For control of a prosthetic limb, these measurements could be fed into a computer model that predicts where the patient’s phantom limb would be in space, based on the contractions of the remaining muscle. This strategy would direct the prosthetic device to move the way that the patient wants it to, matching the mental picture that they have of their limb position.
“With magnetomicrometry, we’re directly measuring the length and speed of the muscle,” Herr says. “Through mathematical modeling of the entire limb, we can compute target positions and speeds of the prosthetic joints to be controlled, and then a simple robotic controller can control those joints.”
Muscle control
Within the next few years, the researchers hope to do a small study in human patients who have amputations below the knee. They envision that the sensors used to control the prosthetic limbs could be placed on clothing, attached to the surface of the skin, or affixed to the outside of a prosthesis.
MM could also be used to improve the muscle control achieved with a technique called functional electrical stimulation, which is now used to help restore mobility in people with spinal cord injuries.

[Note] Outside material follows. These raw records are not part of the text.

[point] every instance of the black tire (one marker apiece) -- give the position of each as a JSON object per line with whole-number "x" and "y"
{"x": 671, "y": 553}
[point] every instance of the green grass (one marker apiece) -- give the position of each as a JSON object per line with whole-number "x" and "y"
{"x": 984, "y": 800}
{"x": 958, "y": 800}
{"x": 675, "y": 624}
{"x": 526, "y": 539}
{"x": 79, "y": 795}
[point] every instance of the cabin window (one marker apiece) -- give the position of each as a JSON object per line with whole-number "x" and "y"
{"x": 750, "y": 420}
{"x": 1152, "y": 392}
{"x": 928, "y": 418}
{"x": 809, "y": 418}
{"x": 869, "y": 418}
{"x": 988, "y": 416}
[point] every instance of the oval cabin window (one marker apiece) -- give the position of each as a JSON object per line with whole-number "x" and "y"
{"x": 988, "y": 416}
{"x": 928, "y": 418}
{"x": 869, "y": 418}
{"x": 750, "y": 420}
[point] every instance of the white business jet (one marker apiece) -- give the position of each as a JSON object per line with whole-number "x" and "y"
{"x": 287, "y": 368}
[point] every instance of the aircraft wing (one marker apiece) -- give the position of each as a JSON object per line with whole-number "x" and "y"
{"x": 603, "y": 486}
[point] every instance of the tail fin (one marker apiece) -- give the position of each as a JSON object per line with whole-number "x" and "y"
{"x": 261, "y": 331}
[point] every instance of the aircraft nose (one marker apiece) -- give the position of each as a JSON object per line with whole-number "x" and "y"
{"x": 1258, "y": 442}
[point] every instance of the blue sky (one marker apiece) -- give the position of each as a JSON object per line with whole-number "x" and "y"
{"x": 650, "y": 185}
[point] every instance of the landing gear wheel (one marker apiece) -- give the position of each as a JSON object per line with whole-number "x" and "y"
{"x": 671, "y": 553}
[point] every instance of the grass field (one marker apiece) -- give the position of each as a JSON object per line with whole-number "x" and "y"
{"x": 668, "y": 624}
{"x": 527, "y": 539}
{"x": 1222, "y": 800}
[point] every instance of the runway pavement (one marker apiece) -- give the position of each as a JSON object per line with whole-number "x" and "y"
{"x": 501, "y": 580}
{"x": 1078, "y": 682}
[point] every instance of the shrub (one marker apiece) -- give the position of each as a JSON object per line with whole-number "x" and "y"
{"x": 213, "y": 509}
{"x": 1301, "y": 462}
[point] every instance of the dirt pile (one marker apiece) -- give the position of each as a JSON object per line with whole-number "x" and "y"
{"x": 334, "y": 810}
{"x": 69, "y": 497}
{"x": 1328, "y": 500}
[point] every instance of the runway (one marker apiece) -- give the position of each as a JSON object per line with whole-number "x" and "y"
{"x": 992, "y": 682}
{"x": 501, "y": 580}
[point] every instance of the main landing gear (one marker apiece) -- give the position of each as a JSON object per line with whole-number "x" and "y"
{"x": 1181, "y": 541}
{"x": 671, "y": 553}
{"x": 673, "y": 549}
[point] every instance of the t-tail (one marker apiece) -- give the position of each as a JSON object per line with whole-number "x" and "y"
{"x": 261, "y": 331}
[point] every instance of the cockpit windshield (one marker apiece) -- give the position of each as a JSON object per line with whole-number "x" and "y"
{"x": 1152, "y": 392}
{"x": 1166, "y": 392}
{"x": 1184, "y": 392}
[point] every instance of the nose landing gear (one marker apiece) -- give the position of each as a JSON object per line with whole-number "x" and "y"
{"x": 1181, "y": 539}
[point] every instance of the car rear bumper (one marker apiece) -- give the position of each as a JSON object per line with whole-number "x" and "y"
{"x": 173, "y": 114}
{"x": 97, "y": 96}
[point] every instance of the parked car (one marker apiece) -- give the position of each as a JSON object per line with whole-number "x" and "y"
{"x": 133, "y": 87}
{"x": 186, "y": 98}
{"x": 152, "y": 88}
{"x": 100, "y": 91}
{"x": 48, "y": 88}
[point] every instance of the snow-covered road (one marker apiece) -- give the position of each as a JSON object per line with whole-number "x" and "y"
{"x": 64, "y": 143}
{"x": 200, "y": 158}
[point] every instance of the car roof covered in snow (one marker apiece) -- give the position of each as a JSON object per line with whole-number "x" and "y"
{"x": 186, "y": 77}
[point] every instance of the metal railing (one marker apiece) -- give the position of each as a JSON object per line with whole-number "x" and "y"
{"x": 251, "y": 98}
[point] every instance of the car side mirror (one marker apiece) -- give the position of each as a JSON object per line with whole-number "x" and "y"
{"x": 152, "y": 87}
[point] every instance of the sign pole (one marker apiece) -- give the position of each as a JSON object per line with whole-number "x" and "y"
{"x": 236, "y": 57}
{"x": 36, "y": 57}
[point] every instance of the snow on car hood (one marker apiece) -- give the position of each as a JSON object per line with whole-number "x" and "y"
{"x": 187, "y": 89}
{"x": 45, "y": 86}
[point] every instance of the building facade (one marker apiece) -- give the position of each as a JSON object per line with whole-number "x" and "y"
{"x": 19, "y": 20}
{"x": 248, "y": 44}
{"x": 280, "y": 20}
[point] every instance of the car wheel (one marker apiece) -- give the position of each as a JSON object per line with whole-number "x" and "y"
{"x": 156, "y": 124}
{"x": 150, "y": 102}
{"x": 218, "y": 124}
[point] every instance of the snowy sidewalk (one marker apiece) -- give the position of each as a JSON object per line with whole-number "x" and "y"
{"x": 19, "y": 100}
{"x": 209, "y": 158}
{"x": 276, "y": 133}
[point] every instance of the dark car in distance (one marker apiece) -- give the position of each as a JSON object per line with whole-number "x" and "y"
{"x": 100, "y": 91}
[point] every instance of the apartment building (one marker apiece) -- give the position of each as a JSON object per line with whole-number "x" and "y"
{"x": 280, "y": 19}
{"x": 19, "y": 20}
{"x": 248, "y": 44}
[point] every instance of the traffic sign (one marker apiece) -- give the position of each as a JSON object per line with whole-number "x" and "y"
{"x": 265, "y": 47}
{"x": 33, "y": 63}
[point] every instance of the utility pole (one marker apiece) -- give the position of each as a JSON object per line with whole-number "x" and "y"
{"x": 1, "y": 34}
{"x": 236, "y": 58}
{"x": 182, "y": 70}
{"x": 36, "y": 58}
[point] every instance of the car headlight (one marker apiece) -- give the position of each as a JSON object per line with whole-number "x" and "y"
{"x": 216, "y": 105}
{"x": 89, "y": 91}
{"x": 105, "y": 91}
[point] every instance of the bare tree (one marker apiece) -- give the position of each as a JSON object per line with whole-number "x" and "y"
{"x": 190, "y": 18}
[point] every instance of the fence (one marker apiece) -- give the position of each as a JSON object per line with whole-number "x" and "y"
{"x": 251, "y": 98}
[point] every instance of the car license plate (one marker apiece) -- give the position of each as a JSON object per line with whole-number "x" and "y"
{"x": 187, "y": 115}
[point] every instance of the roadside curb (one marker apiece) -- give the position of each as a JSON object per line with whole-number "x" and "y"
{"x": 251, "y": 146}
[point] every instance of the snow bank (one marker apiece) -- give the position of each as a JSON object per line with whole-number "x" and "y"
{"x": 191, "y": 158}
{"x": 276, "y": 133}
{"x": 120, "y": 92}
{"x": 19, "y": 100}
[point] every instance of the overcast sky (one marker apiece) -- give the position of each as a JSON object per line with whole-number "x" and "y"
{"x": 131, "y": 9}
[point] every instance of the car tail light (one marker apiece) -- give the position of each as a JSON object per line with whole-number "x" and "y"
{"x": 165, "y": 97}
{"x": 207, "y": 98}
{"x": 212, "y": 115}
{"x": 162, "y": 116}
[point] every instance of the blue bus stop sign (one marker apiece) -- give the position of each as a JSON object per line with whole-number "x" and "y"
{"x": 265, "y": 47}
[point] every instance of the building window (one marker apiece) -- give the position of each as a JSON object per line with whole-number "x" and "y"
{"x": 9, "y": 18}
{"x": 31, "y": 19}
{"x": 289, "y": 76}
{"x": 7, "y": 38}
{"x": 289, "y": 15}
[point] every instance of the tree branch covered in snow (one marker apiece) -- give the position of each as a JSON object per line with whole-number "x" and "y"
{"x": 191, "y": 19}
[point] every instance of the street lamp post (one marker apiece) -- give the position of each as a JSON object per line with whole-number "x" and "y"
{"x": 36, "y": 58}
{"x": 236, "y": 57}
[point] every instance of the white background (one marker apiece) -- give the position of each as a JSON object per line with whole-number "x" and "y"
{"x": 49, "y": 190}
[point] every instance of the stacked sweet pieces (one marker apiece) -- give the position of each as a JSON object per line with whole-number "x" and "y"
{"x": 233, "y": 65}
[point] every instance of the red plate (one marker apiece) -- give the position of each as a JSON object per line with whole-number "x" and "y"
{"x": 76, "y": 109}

Another possible use for this kind of magnetic control would be to guide robotic exoskeletons, which can be attached to an ankle or another joint to help people who have suffered a stroke or developed other kinds of muscle weakness.
“Essentially the magnets and the exoskeleton act as an artificial muscle that will amplify the output of the biological muscles in the stroke-impaired limb,” Herr says. “It’s like the power steering that’s used in automobiles.”
Another advantage of the MM approach is that it is minimally invasive. Once inserted in the muscle, the beads could remain in place for a lifetime without needing to be replaced, Herr says.
The research was funded by the Salah Foundation, the MIT Media Lab Consortia, the National Institutes of Health, and the National Science Foundation.